Jon Garcia comments on A Test for Language Model Consciousness

Jon Garcia 26 Aug 2022 5:18 UTC
2 points
0
This is an interesting proposal. I just have a few thoughts.
I’ve come to see consciousness as the brain’s way of constructing internal narratives of experience. When I am conscious of something, I can recall it later or describe it to someone else. Most cognitive processes are unconscious not because they have no impact on our thoughts but rather because our brains don’t record a narrative of what they’re doing.
Consciousness is not the same thing as awareness or even self-awareness. I can be paying “attention” to the road unconsciously and not recall a single thing about the drive at the end of it because the route was so familiar and nothing noteworthy occurred.

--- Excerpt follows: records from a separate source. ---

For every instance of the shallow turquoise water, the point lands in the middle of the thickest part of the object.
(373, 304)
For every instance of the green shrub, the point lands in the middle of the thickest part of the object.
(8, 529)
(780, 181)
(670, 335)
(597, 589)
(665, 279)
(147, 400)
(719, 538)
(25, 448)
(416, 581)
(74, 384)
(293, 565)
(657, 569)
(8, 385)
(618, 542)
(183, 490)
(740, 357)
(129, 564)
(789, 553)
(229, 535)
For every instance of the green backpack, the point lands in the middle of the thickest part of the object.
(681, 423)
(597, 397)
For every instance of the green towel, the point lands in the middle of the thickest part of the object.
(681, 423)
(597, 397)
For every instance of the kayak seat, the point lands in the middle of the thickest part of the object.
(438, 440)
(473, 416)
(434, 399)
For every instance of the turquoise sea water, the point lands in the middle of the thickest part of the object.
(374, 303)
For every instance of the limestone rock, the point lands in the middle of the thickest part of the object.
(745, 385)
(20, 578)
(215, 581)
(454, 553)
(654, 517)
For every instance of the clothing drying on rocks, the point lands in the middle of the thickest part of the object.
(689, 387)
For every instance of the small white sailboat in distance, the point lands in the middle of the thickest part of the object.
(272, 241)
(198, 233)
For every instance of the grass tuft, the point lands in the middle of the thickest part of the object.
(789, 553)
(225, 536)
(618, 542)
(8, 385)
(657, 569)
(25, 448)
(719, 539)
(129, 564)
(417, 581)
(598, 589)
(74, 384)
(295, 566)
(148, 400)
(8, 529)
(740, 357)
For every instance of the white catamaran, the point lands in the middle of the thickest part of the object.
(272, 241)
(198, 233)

A robot can have an internal model of its own body position, but that type of self-awareness doesn’t feel like what we mean by the word “consciousness”. Conversely, I would argue that most nonhuman animals are conscious in a nontrivial way, even if they don’t have the language to report on it and even if they fail the mirror test of “self-awareness”. Furthermore, even a mind without long-term memory can still be considered conscious from moment to moment, in that the mind is continually constructing narratives of what it experiences, but the lack of access to previously recorded narratives makes it seem to that mind that those experiences were unconscious.

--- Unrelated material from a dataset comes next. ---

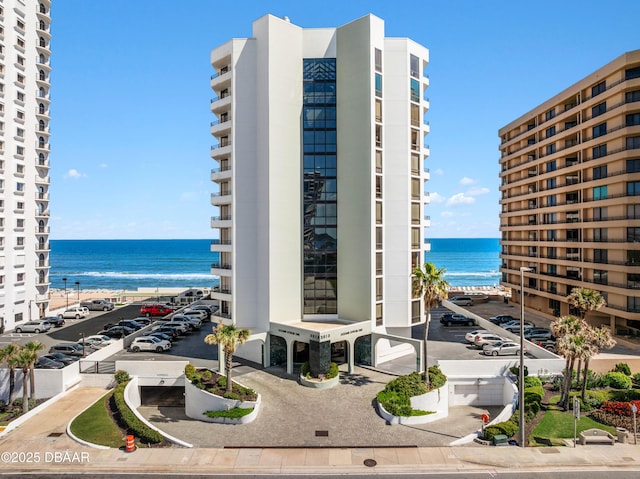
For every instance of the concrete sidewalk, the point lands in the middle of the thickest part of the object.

Language models can certainly construct narratives in one sense, but those narratives typically do not map to any internal narratives of anything other than the relationships among the words that came before. They are trained to say what they predict a human would say based on context. I’m not saying that language models can’t be conscious. In fact, I think they are currently the closest models we have to conscious algorithms, especially those that ground their symbols. However, I am saying that self-reports of consciousness are not what we should look for. Sure, it’s correlated with consciousness in humans (as are self-awareness, sentience, etc.), but that doesn’t generalize to an alien cognitive architecture.
I’m not sure what the test would have to be, except that you would have to somehow look for structured patterns of activity, which are generated by what the language model experience and which guide the model’s interpretations and decisions regarding what comes next. A purely text-based language model could only ever have a very low-level form of consciousness, in my opinion, even though language is the hallmark of higher-level consciousness in humans. Based on my understanding, I think we’ll start to see recognizable consciousness in the descendants of models like those that add captions to images. A model that can watch a video and then describe its contents in conversation or follow the instructions contained in the video could almost certainly be called conscious, even if the narratives it can hold in its head are not as sophisticated as those a human can handle.
Finally, on the subject of moral patienthood for conscious algorithms, I would say that consciousness is a necessary but not sufficient condition. I think it would also need to have some form of sentience, such as the ability to experience suffering (aversive behavioral motivation), before it could be said to have moral worth. Again, these are correlated in humans and nonhuman animals, but not (yet) in AI.